Surnommé "yeux bleus" ou "le diable", le caïd, qui a mené grand train dans sa vie, expliquait qu'il était agent technico-commercial dans une société de sécurité de Nice, dans le sud-est de la France.

Tout commence à l'âge de 14 ans lorsque son patron lui vole ses pourboires d'apprenti coiffeur. "Je l'ai traité de voleur, il a voulu me frapper, je l'ai frappé le premier. Ma vie a basculé", avait-il raconté. Finies ses aspirations de coiffeur.

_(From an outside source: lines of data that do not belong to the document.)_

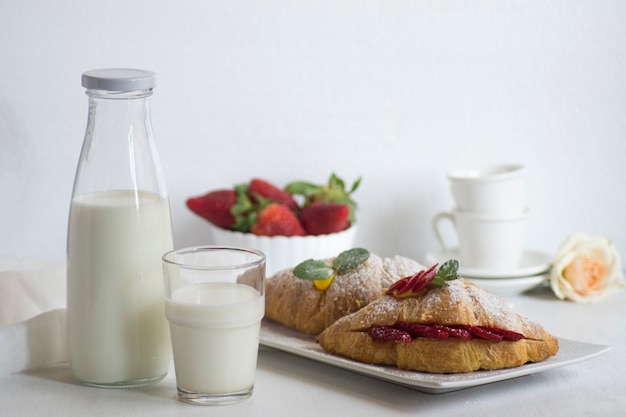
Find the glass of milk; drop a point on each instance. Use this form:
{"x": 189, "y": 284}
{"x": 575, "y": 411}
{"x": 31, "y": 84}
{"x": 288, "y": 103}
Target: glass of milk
{"x": 214, "y": 301}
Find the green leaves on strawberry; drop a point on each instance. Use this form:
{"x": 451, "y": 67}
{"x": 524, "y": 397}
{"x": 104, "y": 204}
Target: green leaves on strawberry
{"x": 325, "y": 209}
{"x": 333, "y": 192}
{"x": 322, "y": 274}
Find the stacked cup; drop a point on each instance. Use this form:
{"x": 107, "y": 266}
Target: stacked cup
{"x": 489, "y": 217}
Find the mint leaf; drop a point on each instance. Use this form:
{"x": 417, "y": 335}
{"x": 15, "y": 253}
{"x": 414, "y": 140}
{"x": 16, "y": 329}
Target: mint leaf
{"x": 350, "y": 259}
{"x": 313, "y": 270}
{"x": 448, "y": 271}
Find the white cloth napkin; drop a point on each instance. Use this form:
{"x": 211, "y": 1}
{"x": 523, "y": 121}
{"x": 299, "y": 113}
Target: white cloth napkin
{"x": 32, "y": 315}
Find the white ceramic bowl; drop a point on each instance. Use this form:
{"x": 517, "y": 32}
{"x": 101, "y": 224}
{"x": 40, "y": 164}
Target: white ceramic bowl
{"x": 286, "y": 252}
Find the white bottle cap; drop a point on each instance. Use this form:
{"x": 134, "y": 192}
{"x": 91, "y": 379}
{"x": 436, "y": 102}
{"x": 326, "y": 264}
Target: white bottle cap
{"x": 119, "y": 79}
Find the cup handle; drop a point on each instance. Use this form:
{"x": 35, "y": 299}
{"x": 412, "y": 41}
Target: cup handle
{"x": 439, "y": 217}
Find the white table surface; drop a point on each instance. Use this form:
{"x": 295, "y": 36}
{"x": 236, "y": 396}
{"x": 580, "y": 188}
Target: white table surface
{"x": 287, "y": 385}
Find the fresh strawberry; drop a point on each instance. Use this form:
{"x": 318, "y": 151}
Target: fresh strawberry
{"x": 482, "y": 333}
{"x": 267, "y": 190}
{"x": 380, "y": 332}
{"x": 460, "y": 333}
{"x": 215, "y": 207}
{"x": 506, "y": 334}
{"x": 412, "y": 285}
{"x": 417, "y": 330}
{"x": 332, "y": 192}
{"x": 325, "y": 218}
{"x": 277, "y": 220}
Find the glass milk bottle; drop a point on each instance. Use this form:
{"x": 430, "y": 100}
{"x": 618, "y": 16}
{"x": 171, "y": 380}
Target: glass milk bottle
{"x": 119, "y": 227}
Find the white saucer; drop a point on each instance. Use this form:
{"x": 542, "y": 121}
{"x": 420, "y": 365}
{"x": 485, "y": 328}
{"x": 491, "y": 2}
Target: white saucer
{"x": 508, "y": 287}
{"x": 532, "y": 263}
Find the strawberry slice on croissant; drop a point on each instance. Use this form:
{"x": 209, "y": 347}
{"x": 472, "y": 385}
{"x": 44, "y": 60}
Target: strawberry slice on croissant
{"x": 446, "y": 325}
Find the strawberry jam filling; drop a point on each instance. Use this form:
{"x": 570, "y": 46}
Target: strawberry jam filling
{"x": 405, "y": 332}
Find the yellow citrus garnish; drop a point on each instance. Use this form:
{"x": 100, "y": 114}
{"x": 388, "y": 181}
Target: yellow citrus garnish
{"x": 323, "y": 284}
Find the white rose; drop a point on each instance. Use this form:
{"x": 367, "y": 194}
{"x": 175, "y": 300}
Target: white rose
{"x": 586, "y": 269}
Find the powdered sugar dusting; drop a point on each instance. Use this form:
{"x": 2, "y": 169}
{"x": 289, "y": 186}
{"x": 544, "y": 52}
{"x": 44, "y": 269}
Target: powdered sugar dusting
{"x": 460, "y": 302}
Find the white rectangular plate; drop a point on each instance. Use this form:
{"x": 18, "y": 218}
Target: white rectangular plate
{"x": 276, "y": 336}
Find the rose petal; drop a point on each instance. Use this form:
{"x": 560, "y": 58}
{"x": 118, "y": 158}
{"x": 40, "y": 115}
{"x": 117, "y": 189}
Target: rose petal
{"x": 586, "y": 269}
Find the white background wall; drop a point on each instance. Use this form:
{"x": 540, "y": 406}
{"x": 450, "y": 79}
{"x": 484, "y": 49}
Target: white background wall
{"x": 398, "y": 92}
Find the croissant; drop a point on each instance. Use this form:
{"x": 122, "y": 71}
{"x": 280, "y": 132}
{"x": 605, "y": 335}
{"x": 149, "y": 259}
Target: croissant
{"x": 297, "y": 304}
{"x": 459, "y": 308}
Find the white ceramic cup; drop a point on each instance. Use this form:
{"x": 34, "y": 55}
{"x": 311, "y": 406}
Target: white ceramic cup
{"x": 495, "y": 189}
{"x": 494, "y": 243}
{"x": 214, "y": 301}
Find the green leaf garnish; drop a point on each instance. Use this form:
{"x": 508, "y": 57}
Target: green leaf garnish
{"x": 448, "y": 271}
{"x": 350, "y": 259}
{"x": 315, "y": 269}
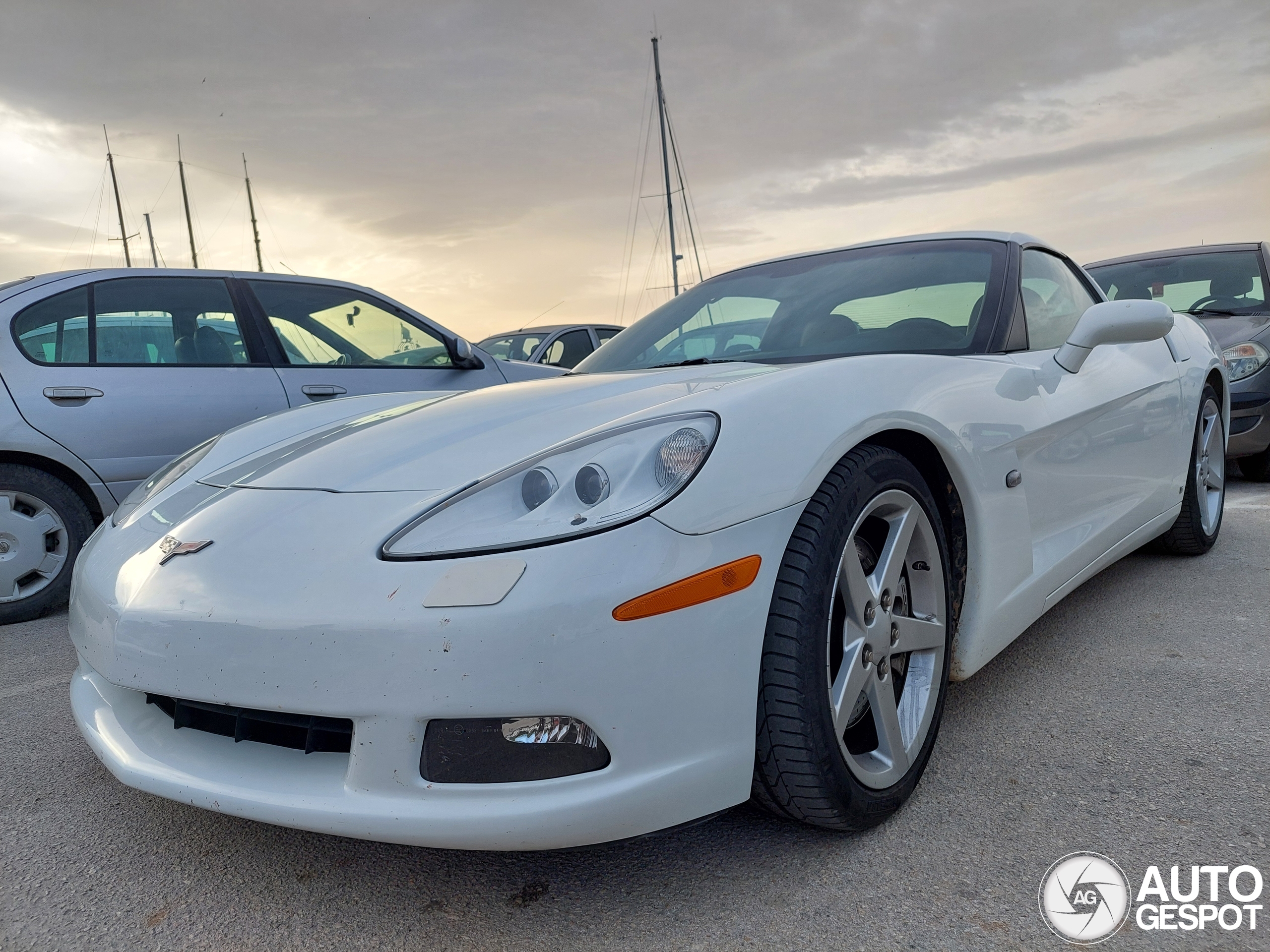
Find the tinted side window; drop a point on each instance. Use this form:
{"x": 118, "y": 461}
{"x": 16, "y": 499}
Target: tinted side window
{"x": 568, "y": 350}
{"x": 55, "y": 330}
{"x": 320, "y": 324}
{"x": 1055, "y": 298}
{"x": 167, "y": 320}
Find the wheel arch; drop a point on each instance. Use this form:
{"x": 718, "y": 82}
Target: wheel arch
{"x": 62, "y": 472}
{"x": 925, "y": 455}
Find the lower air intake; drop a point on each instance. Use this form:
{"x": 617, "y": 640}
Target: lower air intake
{"x": 509, "y": 749}
{"x": 305, "y": 733}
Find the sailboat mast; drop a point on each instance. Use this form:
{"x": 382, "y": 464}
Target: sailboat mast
{"x": 185, "y": 197}
{"x": 251, "y": 205}
{"x": 150, "y": 232}
{"x": 119, "y": 205}
{"x": 666, "y": 167}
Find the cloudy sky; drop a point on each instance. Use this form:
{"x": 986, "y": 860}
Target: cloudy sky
{"x": 480, "y": 160}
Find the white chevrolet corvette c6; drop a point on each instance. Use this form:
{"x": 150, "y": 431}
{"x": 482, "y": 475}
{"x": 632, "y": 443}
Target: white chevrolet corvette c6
{"x": 803, "y": 495}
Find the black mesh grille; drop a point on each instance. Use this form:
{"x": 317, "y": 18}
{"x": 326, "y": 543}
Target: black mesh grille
{"x": 305, "y": 733}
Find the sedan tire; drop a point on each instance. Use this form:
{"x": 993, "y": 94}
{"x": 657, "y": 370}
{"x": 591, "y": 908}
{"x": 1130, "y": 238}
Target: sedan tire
{"x": 44, "y": 525}
{"x": 858, "y": 648}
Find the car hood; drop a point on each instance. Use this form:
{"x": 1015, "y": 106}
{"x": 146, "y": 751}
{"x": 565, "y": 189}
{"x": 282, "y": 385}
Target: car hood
{"x": 1237, "y": 329}
{"x": 436, "y": 442}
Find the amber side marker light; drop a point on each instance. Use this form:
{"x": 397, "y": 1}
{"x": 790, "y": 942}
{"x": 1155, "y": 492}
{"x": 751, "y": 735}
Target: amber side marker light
{"x": 704, "y": 587}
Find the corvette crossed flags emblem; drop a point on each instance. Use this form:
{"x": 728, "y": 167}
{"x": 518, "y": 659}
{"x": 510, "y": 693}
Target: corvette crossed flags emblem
{"x": 173, "y": 547}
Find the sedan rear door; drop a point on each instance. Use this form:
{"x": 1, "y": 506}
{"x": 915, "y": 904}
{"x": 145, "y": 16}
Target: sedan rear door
{"x": 330, "y": 341}
{"x": 130, "y": 372}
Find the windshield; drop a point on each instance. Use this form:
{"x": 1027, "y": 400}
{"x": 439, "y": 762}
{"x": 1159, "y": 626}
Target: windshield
{"x": 512, "y": 347}
{"x": 893, "y": 298}
{"x": 1206, "y": 281}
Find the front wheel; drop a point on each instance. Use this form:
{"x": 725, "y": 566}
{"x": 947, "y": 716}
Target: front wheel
{"x": 1205, "y": 498}
{"x": 856, "y": 653}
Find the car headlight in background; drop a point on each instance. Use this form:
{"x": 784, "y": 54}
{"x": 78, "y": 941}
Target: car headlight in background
{"x": 162, "y": 479}
{"x": 1245, "y": 359}
{"x": 577, "y": 488}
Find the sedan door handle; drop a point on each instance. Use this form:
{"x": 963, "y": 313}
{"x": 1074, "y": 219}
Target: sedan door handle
{"x": 317, "y": 391}
{"x": 71, "y": 393}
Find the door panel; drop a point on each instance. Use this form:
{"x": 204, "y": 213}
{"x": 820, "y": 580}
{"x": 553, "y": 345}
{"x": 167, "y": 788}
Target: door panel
{"x": 1112, "y": 457}
{"x": 150, "y": 347}
{"x": 341, "y": 342}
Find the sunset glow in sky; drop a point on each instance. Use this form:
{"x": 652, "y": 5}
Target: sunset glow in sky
{"x": 477, "y": 160}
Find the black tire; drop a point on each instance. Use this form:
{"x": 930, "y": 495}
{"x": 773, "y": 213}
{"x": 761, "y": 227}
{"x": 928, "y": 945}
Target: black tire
{"x": 801, "y": 771}
{"x": 1257, "y": 468}
{"x": 78, "y": 524}
{"x": 1187, "y": 536}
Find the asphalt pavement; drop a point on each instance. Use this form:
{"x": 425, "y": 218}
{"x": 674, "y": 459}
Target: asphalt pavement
{"x": 1132, "y": 720}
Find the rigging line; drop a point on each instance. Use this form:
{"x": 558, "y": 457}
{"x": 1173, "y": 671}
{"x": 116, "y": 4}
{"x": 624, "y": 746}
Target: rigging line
{"x": 97, "y": 225}
{"x": 652, "y": 261}
{"x": 688, "y": 216}
{"x": 633, "y": 203}
{"x": 638, "y": 206}
{"x": 164, "y": 189}
{"x": 80, "y": 226}
{"x": 266, "y": 214}
{"x": 229, "y": 209}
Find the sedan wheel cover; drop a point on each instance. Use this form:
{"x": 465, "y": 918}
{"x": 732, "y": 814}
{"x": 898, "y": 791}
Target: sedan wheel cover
{"x": 33, "y": 545}
{"x": 1209, "y": 468}
{"x": 888, "y": 633}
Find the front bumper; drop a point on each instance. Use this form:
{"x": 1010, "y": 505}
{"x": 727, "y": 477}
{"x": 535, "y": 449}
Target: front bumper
{"x": 671, "y": 696}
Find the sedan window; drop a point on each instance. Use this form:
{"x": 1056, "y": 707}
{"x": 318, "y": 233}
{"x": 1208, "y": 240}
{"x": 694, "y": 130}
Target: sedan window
{"x": 922, "y": 296}
{"x": 55, "y": 330}
{"x": 512, "y": 347}
{"x": 568, "y": 350}
{"x": 135, "y": 321}
{"x": 333, "y": 327}
{"x": 167, "y": 320}
{"x": 1217, "y": 281}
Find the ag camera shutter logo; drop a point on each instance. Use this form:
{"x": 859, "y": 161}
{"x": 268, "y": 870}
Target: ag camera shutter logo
{"x": 1085, "y": 898}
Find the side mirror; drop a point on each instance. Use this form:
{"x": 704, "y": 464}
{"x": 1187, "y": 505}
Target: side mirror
{"x": 465, "y": 358}
{"x": 1114, "y": 323}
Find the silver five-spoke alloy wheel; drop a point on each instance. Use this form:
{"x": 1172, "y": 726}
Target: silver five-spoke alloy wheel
{"x": 33, "y": 545}
{"x": 1209, "y": 466}
{"x": 887, "y": 639}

S'ensuit une longue histoire de vols, braquages et trafics, et aussi l'amitié avec le parrain de Marseille, Francis Vanverberghe, dit Francis le Belge, mort assassiné en septembre 2000 à Paris.

Au sein de la French Connection, Jean-Claude Kella, polyglotte, devient un intermédiaire majeur avec les chefs mafieux italiens de New-York.

Relaxé à plusieurs reprises contre de fortes cautions, notamment au Mexique, il tombe en 1998 dans l'affaire "Topaze", un coup de filet historique dans le milieu marseillais parmi des proches de Francis Le Belge, concernant notamment un trafic de cocaïne colombienne en Europe.

De ses années de détention en solitaire, il avait tiré profit pour passer un bac français et son équivalent américain, et étudier philosophie, sociologie et langues étrangères. "Ca m'a aidé à supporter l'isolement, à évoluer", avait-il raconté.

"Le plus dur pour moi, c'est quand ma famille avait un problème à l'extérieur", notait cet homme père de deux garçons.

Comme beaucoup de figures du grand banditisme de sa génération, il avait publié en 2009 une histoire de son parcours de hors-la-loi intitulé "L'Affranchi".

"Il avait opéré une rédemption par l'écriture", estime son avocate Catherine Martini. "C'était un homme pudique, avec un code de l'honneur à l'ancienne", dit-elle.

Jean-Claude Kella a tiré sa révérence au domicile niçois de son épouse Marianne Fratoni, le 8 juillet, d'un cancer du poumon.